During the past days, television has virtually devoted itself to discussing the Time magazine cover photo of a woman nursing her nearly 4-year-old son. This is called “extreme parenting.” I think it’s closer to child abuse.
This is what I am hearing:
- We should let women determine for themselves how long they want to breastfeed.
- We should let children determine how long they want to breastfeed.
- We should let individuals determine for themselves how they want to lead their lives.
- Children develop deep comfort and certainty when they know they can get milk and mommy whenever they want. In fact, that idea should extend beyond breastfeeding to sleeping arrangements. Children beyond the toddler stage should be able to sleep en famille when and if determined by them.
- We have been denying our kids the opportunity to feel the original attachment humans had before psychologists, or priority of relationships, or separate bedrooms, or even homes existed. Originally we trekked around looking for food with kids strapped to our fronts or backs. These kids could partake of a milk meal whenever they wanted.
Most of these theories seem to evolve from those of Dr.
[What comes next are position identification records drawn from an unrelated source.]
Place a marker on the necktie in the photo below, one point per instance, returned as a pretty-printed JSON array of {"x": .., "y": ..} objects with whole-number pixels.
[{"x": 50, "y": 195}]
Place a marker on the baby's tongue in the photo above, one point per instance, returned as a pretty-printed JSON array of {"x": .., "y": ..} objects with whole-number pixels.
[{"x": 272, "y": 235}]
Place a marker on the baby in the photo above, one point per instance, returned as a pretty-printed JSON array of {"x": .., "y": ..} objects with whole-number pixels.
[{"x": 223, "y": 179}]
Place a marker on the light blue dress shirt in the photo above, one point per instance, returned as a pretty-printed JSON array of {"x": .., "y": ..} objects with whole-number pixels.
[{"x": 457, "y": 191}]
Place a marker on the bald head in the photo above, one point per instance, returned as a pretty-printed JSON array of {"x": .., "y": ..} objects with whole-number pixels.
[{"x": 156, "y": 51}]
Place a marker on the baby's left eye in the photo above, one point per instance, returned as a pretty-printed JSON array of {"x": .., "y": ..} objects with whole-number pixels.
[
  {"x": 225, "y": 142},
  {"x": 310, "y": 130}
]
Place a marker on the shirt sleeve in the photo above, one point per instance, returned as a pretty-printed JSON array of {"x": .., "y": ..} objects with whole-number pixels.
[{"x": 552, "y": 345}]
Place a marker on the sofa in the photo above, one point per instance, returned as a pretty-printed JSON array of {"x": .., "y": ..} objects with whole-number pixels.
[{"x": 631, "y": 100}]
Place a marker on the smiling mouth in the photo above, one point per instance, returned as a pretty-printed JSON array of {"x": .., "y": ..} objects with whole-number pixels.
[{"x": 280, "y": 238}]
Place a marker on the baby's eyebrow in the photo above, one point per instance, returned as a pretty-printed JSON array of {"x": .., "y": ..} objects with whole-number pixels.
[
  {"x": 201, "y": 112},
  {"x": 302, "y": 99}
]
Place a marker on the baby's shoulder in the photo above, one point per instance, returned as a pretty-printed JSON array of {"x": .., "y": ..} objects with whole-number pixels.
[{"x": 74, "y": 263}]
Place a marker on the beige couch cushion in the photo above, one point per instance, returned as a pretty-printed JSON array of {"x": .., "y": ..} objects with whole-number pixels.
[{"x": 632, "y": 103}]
William Sears. Everyone knows his name, and everyone seems to believe that by following the above principles, they will raise a happy child who doesn't cry. And if a child cries there are a whole lot of potential dangers waiting in the wings. Sears's followers call this progression "attachment parenting" and it seems to have something to do with attachment.
What? My dissertation was on attachment. Of course, it was 20 years ago, but so was The Baby Book, in which Sears suggested that mothers stay close to babies who are eating and sleeping until the baby spontaneously detaches.
I think my dissertation and Sears's book have two different definitions of attachment. Or we have different views of the results of various definitions of attachments. I also think his zealous advocates may be exaggerating his beliefs slightly. I think it is fine to believe we should be as close to our kids as possible, and I believe it is more than fine to respect everyone's right to choose how to live their lives and their life with the child. Let everyone research for themselves different theories. Let everyone interpret for themselves the results of different theories. And let everyone decide for themselves how to raise their own children.
But why have so few people—in print or on TV—asked what seems to me the most obvious question when you look at Time: how will this kid feel in high school when a friend shows him and every other person in school a cover of him sucking on his mother's teat?
Isn't that the important question? Won’t the child’s feelings about the question affect his future parental attachment? Don’t such questions define the notion of good parenting? Attachment used to be about how a mother and child interacted with each other and how this interaction gave the child the tools he or she needed to survive in this world.
Going back to Time, I keep thinking about how mortified my friends are when parents show off baby pictures of them naked on fur throws. Wow, how tame that looks now.
Of course everyone is entitled to embrace their own child-rearing theories. But it seems to me that focusing on the child's well-being and reaction to that parenting—now and in the future—may be a stronger approach than focusing on your own involvement. Parenting, after all, is about the child, not you.